Cross-correlation or phase correlation will tell you if the images are the same, even with noise, degradation, and horizontal or vertical offsets. Using the FFT-based methods will make it much faster than the algorithm described in the question.
The usual algorithm doesn't work for images that are not the same scale or rotation, though. You could pre-rotate or pre-scale them, but that's really processor intensive. Apparently you can also do the correlation in a log-polar space and it will be invariant to rotation, translation, and scale, but I don't know the details well enough to explain that.
MATLAB example: Registering an Image Using Normalized Cross-Correlation
Wikipedia calls this "phase correlation" and also describes making it scale- and rotation-invariant:
The method can be extended to determine rotation and scaling differences between two images by first converting the images to log-polar coordinates. Due to properties of the Fourier transform, the rotation and scaling parameters can be determined in a manner invariant to translation.
Colour histogram is good for the same image that has been resized, resampled etc.
If you want to match different people's photos of the same landmark it's trickier - look at haar classifiers. Opencv is a great free library for image processing.
I don't know the algorithm behind it, but Microsoft Live Image Search just added this capability. Picasa also has the ability to identify faces in images, and groups faces that look similar. Most of the time, it's the same person.
Some machine learning technology like a support vector machine, neural network, naive Bayes classifier or Bayesian network would be best at this type of problem. I've written one each of the first three to classify handwritten digits, which is essentially image pattern recognition.

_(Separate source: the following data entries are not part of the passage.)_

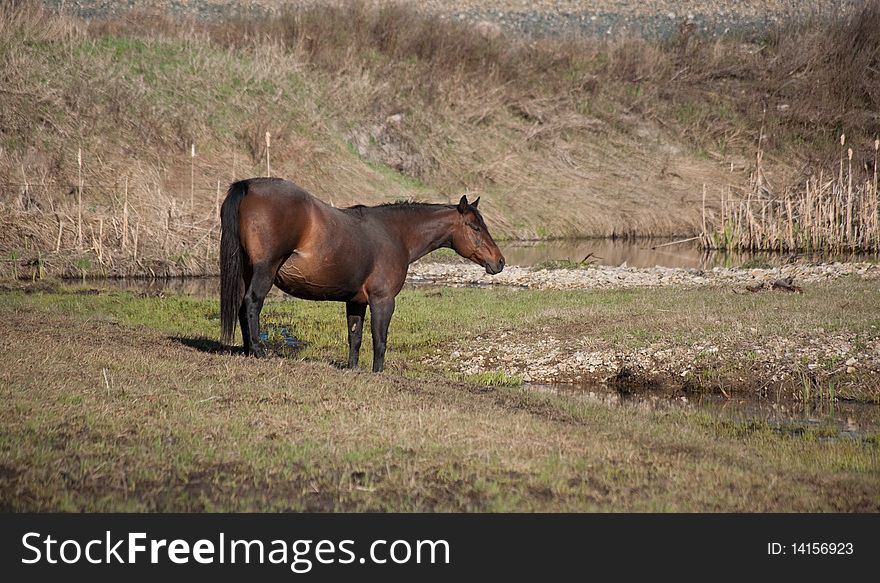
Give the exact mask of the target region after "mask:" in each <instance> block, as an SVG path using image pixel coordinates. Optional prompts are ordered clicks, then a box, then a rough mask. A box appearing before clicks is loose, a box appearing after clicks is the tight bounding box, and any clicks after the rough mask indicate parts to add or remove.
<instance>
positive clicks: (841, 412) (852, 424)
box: [523, 383, 880, 439]
mask: <svg viewBox="0 0 880 583" xmlns="http://www.w3.org/2000/svg"><path fill="white" fill-rule="evenodd" d="M523 386H524V387H525V389H526V390H528V391H533V392H537V393H544V394H554V395H564V396H567V397H572V398H576V399H584V400H586V401H590V402H594V403H601V404H603V405H607V406H610V407H637V408H642V409H647V410H652V411H664V410H676V409H681V410H696V411H702V412H705V413H708V414H711V415H713V416H717V417H721V418H726V419H730V420H734V421H747V422H749V421H750V422H763V423H767V425H768V426H769V427H771V428H773V429H775V430H777V431H780V432H782V433H791V434H800V433H803V432H804V431H806V430H808V429H812V430H816V432H817V433H818V434H819V435H820V436H822V437H825V438H829V439H832V438H850V439H863V438H865V437H867V436H870V435H873V434H875V433H877V432H878V431H880V405H874V404H871V403H858V402H853V401H841V400H836V401H833V402H832V401H830V400H827V399H826V400H821V401H814V402H811V403H802V402H797V401H792V400H790V399H777V398H774V397H772V396H768V397H760V396H757V395H756V396H748V395H740V394H736V395H731V396H730V397H726V396H724V395H720V394H691V395H668V394H664V393H653V392H650V391H647V392H638V393H621V392H619V391H616V390H614V389H612V388H609V387H605V386H602V385H576V384H562V383H560V384H537V383H529V384H526V385H523Z"/></svg>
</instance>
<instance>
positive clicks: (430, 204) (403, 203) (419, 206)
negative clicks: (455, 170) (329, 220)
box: [347, 200, 450, 209]
mask: <svg viewBox="0 0 880 583" xmlns="http://www.w3.org/2000/svg"><path fill="white" fill-rule="evenodd" d="M426 206H450V205H448V204H437V203H433V202H422V201H418V200H395V201H394V202H383V203H380V204H377V205H373V206H367V205H365V204H356V205H352V206H350V207H347V208H350V209H365V208H389V207H390V208H422V207H426Z"/></svg>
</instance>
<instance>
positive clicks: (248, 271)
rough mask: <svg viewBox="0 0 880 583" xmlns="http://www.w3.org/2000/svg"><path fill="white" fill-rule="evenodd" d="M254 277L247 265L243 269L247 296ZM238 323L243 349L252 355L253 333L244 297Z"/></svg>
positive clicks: (241, 305)
mask: <svg viewBox="0 0 880 583" xmlns="http://www.w3.org/2000/svg"><path fill="white" fill-rule="evenodd" d="M252 276H253V270H252V269H251V267H250V265H247V264H245V265H244V266H243V268H242V277H243V279H244V293H245V295H247V291H248V288H250V286H251V279H252ZM238 323H239V326H240V327H241V341H242V348H243V349H244V353H245V354H250V353H251V332H250V327H249V326H248V319H247V305H246V304H245V302H244V297H242V300H241V305H240V306H239V308H238Z"/></svg>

resize the image to a 1x1 pixle... if they are exact, there is a small probability they are the same picture...
now resize it to a 2x2 pixle image, if all 4 pixles are exact, there is a larger probability they are exact...
then 3x3, if all 9 pixles are exact... good chance etc.
then 4x4, if all 16 pixles are exact,... better chance.
etc...
doing it this way, you can make efficiency improvments... if the 1x1 pixel grid is off by a lot, why bother checking 2x2 grid? etc.
If you have lots of images, a color histogram could be used to get rough closeness of images before doing a full image comparison of each image against each other one (i.e. O(n^2)).
There is DPEG, "The" Duplicate Media Manager, but its code is not open. It's a very old tool - I remember using it in 2003.
You could use diff to see if they are REALLY different.. I guess it will remove lots of useless comparison. Then, for the algorithm, I would use a probabilistic approach.. what are the chances that they look the same.. I'd based that on the amount of rgb in each pixel. You could also find some other metrics such as luminosity and stuff like that.